The final "--compare" option is "ignore-aromaticity", which says that two atoms are the same if their elements are the same and two bonds match if:

  • one bond is a single bonds and the other a single or aromatic bonds
  • one bond is an aromatic bond and the other a single, aromatic, or double bond
  • one bond is a double bonds and the other an aromatic or double bond
  • one bond is a triple bond and the other a triple bond

% fmcs sample_files/ar_clustered_3D_MM_3.sdf --compare ignore-aromaticity --verbose Read 33 structures from test_data/ar_clustered_3D_MM_3.sdf Loaded 33 structures from sample_files/ar_clustered_3D_MM_3.sdf [#6]-,:[#6]-,:[#6]-,:[#6]-,:[#6]-,:[#6]-,:[#6]-,:[#6]-,:[#6](-,:[#6]-,:[#6]-,:[#6]-,:[#6])-,:[#6] 14 atoms 13 bonds (complete search) Total time 0.12 seconds: load 0.03 fragment 0.02 select 0.00 enumerate 0.07 (MCS found after 0.09)

The default settings allow a match to occur anywhere. For example, a ring carbon in one structure might match a chain carbon in another structure. This might give results which aren't as chemically useful, or at least chemically pleasing. Use the --ring-matches-ring-only flag to require that ring atoms only match ring atoms and ring bonds only match ring bonds, and likewise that chain atoms and bonds only match chain atoms and bonds.

Even that might be too generous; if a bond is in a ring in the original structure then you might want that bond to still be in a ring of the MCS. For that case, us the --complete-rings-only option. (This implies the --ring-matches-ring-only option.)

Here's an example of --complete-rings-only in action:

% fmcs sample_files/pdgfrb_clustered_3D_MM_4.sdf [#6]:[#6]:1:[#6]:[#6](-[#6](:[#6]:[#6]):[#6]):[#6]:[#7]:[#6]:1 11 atoms 11 bonds (complete search)

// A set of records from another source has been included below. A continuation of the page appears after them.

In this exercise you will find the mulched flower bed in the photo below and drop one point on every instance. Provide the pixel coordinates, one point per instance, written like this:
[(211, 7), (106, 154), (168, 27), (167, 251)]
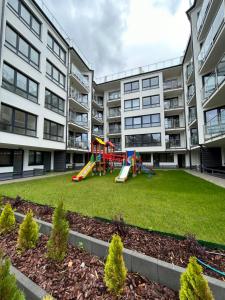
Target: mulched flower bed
[(79, 276), (150, 243)]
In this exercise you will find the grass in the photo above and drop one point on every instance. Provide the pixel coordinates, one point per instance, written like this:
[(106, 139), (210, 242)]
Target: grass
[(172, 201)]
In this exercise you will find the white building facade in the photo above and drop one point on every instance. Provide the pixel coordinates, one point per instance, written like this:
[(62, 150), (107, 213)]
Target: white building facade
[(51, 107)]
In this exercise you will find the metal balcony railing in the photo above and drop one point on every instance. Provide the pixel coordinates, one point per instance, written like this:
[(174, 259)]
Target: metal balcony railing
[(172, 84), (215, 127), (214, 80), (210, 39), (73, 143)]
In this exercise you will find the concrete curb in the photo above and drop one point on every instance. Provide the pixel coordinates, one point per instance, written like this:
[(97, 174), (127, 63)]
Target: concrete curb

To visualize this SMARTS, see http://smartsview.zbh.uni-hamburg.de/. You'll see it matches an aromatic ring of size 6 with an nitrogen in it. One 'side group' is an aromatic bond to a carbon, the other is an non-ring bond to a fragment of an aromatic ring.

With --complete-rings-only, only the ring of size 6 is kept, along with the non-ring side group.

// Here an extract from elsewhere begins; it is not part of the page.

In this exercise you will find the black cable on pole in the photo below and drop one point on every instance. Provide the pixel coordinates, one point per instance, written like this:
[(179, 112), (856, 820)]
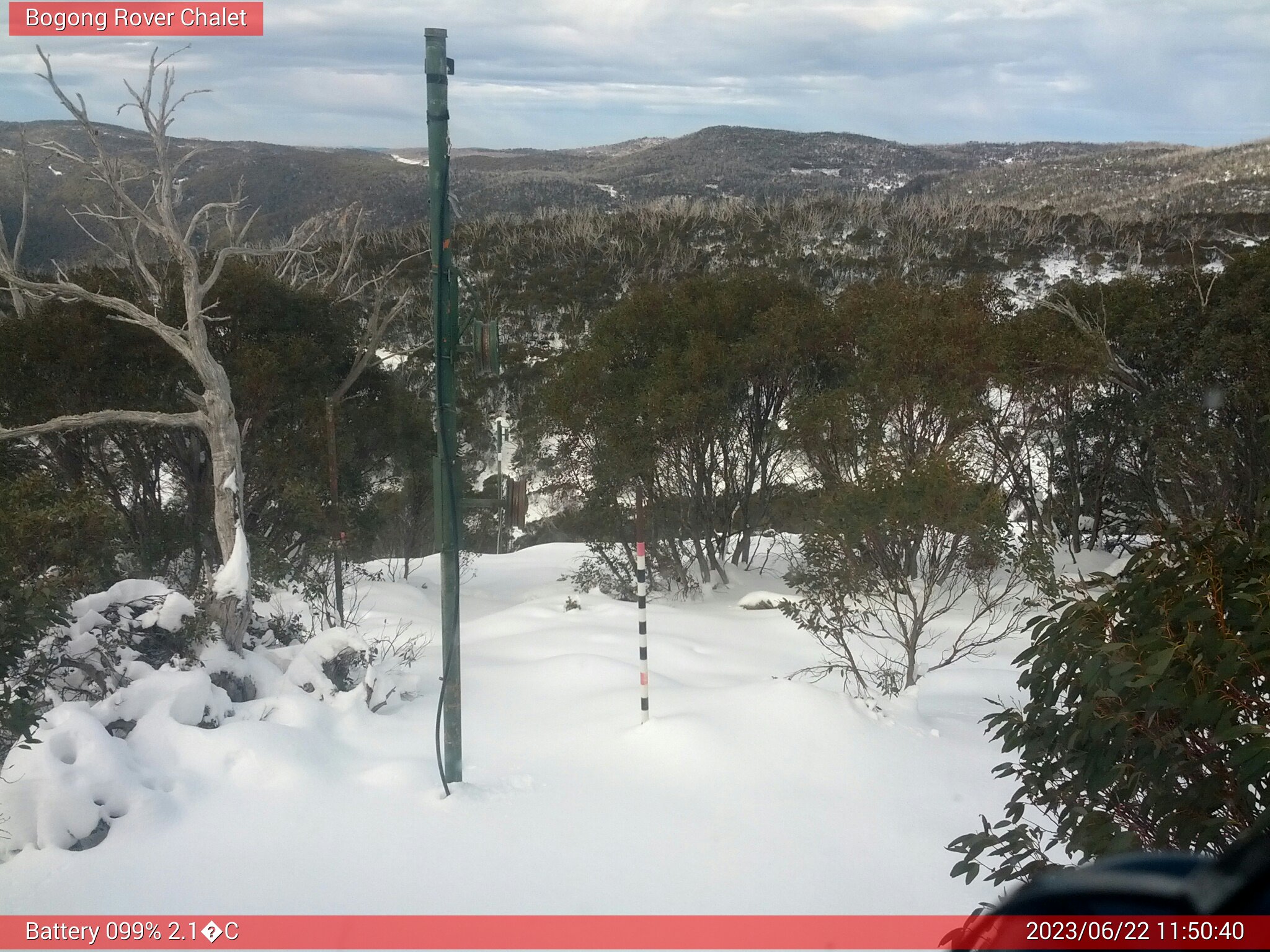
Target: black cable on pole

% fmcs sample_files/pdgfrb_clustered_3D_MM_4.sdf --complete-rings-only [#6]-!@[#6]:1:[#6]:[#7]:[#6]:[#6]:[#6]:1 7 atoms 7 bonds (complete search)

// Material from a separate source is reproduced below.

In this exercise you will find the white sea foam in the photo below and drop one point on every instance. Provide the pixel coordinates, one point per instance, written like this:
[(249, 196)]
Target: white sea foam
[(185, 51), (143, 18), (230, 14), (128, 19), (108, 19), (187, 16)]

You've probably noticed the "(complete search)" on the output lines. This says that the full exhaustive search was done, leaving no doubt that the substructure found is the maximum common substructure. However, the general MCS search problem takes exponential time, and most people would rather have a good answer in seconds than the perfect answer in hours.

The fmcs algorithm keeps track of the biggest substructure found, while it contines to search for a larger common substructure. The algorithm is interruptable, so if you give it a time out, it will stop after that number of seconds have passed, and report the best solution it found up to that time. It might even be the actual MCS, since often fmcs is excluding other possibilities

For example, this takes about 8 seconds to find the MCS,

% fmcs tests/lengthy.smi -v Loaded 2 structures from tests/lengthy.smi [#6]-[#6]-[#7](-[#6](-[#8]-[#6])=[#8])-[#6](-[#6]:1:[#6]:[#6]:[#6](-[#8]-[#6]):[#6]:[#6]:1)-[#6]:1:[#6]:[#6]:[#6](:[#6]:[#6]:1)-[#8] 23 atoms 24 bonds (complete search) Total time 8.11 seconds: load 0.00 fragment 0.00 select 0.00 enumerate 8.10 (MCS found after 2.21)

but the MCS was found in only 2.2 seconds. I can tell fmcs to stop after 3 seconds, using the --timeout option.

% fmcs tests/lengthy.smi --timeout 3 [#6]-[#6]-[#7](-[#6](-[#8]-[#6])=[#8])-[#6](-[#6]:1:[#6]:[#6]:[#6](-[#8]-[#6]):[#6]:[#6]:1)-[#6]:1:[#6]:[#6]:[#6](:[#6]:[#6]:1)-[#8] 23 atoms 24 bonds (timed out)

By the way, if you want to see more progress information during process - I know I don't like seeing a terminal with no output - you can use the "--verbose" flag twice. I added it just before the 1.0 release and I'm not sure if the output is fully meaninful. For now, just think of it as comforting pixels showing that fmcs is working hard.